Personal information
- Born: 11 February 1996 (age 29) London, England
- Nationality: New Zealand
- Listed height: 6 ft 10 in (2.08 m)
- Listed weight: 257 lb (117 kg)

Career information
- High school: Westlake Boys (Auckland, New Zealand)
- College: Virginia (2015–2019)
- NBA draft: 2019: undrafted
- Playing career: 2013–2022
- Position: Centre

Career history
- 2013: Super City Rangers
- 2013–2014: New Zealand Breakers
- 2014: Waikato Pistons
- 2020–2021: Canterbury Rams
- 2021: Northside Wizards
- 2021–2022: Brisbane Bullets
- 2022: Hawke's Bay Hawks

Career highlights
- NCAA champion (2019);

= Jack Salt =

New Zealand basketball player (born 1996)

Jack Matthew Cooper Salt (born 11 February 1996) is a New Zealand former professional basketball player. He played college basketball in the United States for the Virginia Cavaliers, where he was a member of their 2019 national championship team. He played the majority of his career in the New Zealand National Basketball League (NZNBL) and had two seasons in the Australian National Basketball League (NBL). He was also a member of the New Zealand national team in various FIBA competitions.

==Early life and career==
Born in London, England, Salt grew up in Auckland, New Zealand, where he had a distinguished career at Westlake Boys High School. In 2013, Salt debuted in the New Zealand NBL for the Super City Rangers, averaging 8.6 points and 5.4 rebounds in 14 games. After a stint as a development player with the New Zealand Breakers of the Australian NBL during the 2013–14 season, Salt played for the Waikato Pistons during the 2014 New Zealand NBL season, averaging 7.1 points and 4.6 rebounds in nine games.

==College career==
In 2013, Salt signed with coach Tony Bennett at Virginia to play college basketball. Salt took a redshirt in his first year on campus to gain weight and strength for his debut season in 2015–16. He played sparingly in his redshirt freshman season, but then became a steady rotation player for the Cavaliers for the rest of his career.

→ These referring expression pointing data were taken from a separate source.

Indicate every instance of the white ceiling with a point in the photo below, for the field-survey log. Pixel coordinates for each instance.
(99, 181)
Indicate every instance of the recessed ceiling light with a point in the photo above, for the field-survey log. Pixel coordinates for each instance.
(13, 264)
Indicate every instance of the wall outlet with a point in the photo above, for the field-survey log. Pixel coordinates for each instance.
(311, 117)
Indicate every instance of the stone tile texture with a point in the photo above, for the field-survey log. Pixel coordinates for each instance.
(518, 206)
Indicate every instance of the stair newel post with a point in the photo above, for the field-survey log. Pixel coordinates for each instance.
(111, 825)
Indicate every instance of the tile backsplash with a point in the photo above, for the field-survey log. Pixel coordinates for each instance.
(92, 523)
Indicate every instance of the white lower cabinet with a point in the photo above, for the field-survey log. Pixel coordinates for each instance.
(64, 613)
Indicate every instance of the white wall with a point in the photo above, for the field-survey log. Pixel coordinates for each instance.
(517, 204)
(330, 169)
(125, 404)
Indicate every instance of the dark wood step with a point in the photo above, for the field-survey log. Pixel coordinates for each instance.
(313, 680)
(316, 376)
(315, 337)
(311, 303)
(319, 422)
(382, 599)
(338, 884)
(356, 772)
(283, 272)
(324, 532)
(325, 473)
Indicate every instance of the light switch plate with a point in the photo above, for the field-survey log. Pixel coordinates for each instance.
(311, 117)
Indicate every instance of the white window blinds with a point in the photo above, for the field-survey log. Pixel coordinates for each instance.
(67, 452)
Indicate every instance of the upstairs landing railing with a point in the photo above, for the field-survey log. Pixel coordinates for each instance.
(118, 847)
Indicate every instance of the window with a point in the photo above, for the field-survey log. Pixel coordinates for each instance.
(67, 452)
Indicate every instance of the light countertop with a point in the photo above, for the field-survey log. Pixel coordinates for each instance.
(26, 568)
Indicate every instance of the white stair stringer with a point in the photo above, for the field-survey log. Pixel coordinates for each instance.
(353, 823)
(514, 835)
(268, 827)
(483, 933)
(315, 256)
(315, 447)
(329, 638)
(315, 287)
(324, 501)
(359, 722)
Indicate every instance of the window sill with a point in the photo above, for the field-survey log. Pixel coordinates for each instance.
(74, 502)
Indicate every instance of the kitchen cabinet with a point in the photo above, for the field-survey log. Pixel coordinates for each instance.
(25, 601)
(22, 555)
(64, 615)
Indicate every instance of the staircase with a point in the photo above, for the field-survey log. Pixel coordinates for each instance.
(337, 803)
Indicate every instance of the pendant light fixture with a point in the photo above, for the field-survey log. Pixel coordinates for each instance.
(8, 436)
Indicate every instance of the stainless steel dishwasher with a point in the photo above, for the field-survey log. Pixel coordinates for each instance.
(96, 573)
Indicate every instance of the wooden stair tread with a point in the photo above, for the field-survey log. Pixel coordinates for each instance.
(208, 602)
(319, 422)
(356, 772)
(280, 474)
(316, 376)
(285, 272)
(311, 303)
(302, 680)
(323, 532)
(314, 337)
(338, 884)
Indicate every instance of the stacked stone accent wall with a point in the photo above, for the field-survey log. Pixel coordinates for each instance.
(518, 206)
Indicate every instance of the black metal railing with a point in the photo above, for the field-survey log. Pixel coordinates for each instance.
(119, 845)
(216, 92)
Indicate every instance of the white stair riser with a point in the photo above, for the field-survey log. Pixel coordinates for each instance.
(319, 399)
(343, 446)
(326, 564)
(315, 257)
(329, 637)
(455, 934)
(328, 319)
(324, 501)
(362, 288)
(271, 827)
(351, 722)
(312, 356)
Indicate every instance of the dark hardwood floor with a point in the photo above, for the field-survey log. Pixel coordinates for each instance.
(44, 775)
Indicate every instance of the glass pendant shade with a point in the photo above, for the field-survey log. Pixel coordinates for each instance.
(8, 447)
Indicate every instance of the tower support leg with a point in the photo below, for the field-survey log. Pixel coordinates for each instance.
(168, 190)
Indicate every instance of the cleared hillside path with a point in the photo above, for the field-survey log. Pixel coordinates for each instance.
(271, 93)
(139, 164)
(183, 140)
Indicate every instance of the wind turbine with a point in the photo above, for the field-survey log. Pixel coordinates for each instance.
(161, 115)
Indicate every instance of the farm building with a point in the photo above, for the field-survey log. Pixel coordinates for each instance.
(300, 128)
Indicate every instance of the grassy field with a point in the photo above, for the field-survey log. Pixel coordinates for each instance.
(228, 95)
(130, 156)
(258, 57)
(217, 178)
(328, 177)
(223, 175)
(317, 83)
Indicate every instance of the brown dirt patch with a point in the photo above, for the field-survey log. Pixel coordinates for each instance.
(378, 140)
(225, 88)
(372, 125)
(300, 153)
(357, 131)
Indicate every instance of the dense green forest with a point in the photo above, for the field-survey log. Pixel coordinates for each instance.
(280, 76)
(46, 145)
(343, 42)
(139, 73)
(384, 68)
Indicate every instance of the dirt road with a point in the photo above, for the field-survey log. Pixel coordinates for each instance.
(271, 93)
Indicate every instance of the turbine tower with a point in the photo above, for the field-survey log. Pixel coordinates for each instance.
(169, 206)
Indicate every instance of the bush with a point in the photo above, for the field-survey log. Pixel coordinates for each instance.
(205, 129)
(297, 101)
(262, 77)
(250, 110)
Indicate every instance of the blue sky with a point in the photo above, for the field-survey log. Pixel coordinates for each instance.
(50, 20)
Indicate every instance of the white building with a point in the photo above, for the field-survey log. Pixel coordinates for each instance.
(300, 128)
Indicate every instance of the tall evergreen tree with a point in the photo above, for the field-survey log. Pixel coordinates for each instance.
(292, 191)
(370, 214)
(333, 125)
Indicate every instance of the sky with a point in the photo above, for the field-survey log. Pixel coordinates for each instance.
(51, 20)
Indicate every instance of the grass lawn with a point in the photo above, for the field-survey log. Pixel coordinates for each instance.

In the 2018 March Madness basketball tournament, Salt played 21 minutes at center in 1st seed UVA's first round loss to the 16th seeded UMBC, marking the first time in the history of a March Madness tournament that a 1 seed had lost to a 16 seed.

In 2019, Salt's senior season, the Cavaliers began the season still stinging from their historic loss in 2018. The Cavaliers won a share of the Atlantic Coast Conference regular season title and were again a number one seed. While playing modest minutes through much of the tournament, Salt played a key role against Purdue in the Elite Eight. Matching up against the Boilermakers' big and physical front line, Salt played 34 minutes and scored 5 points, grabbed eight rebounds and collected a pair of steals to help the Cavaliers to an overtime win and a spot in the Final Four. Virginia then defeated Auburn and Texas Tech in the Final Four to win the school's first NCAA basketball championship. Salt became the first New Zealand native to win an NCAA Division I national championship.

For his Cavaliers career, Salt started in 106 games, averaging 3.3 points and 3.5 rebounds per game in a role primarily as a defensive specialist.

==Professional career==
After not being selected in the 2019 NBA draft, Salt joined the Phoenix Suns 2019 Summer League team. On 26 July 2019, he signed with Trefl Sopot of the Polish Basketball League (PLK), after considering his home country New Zealand Breakers. However, he failed to join the team due to liver problems.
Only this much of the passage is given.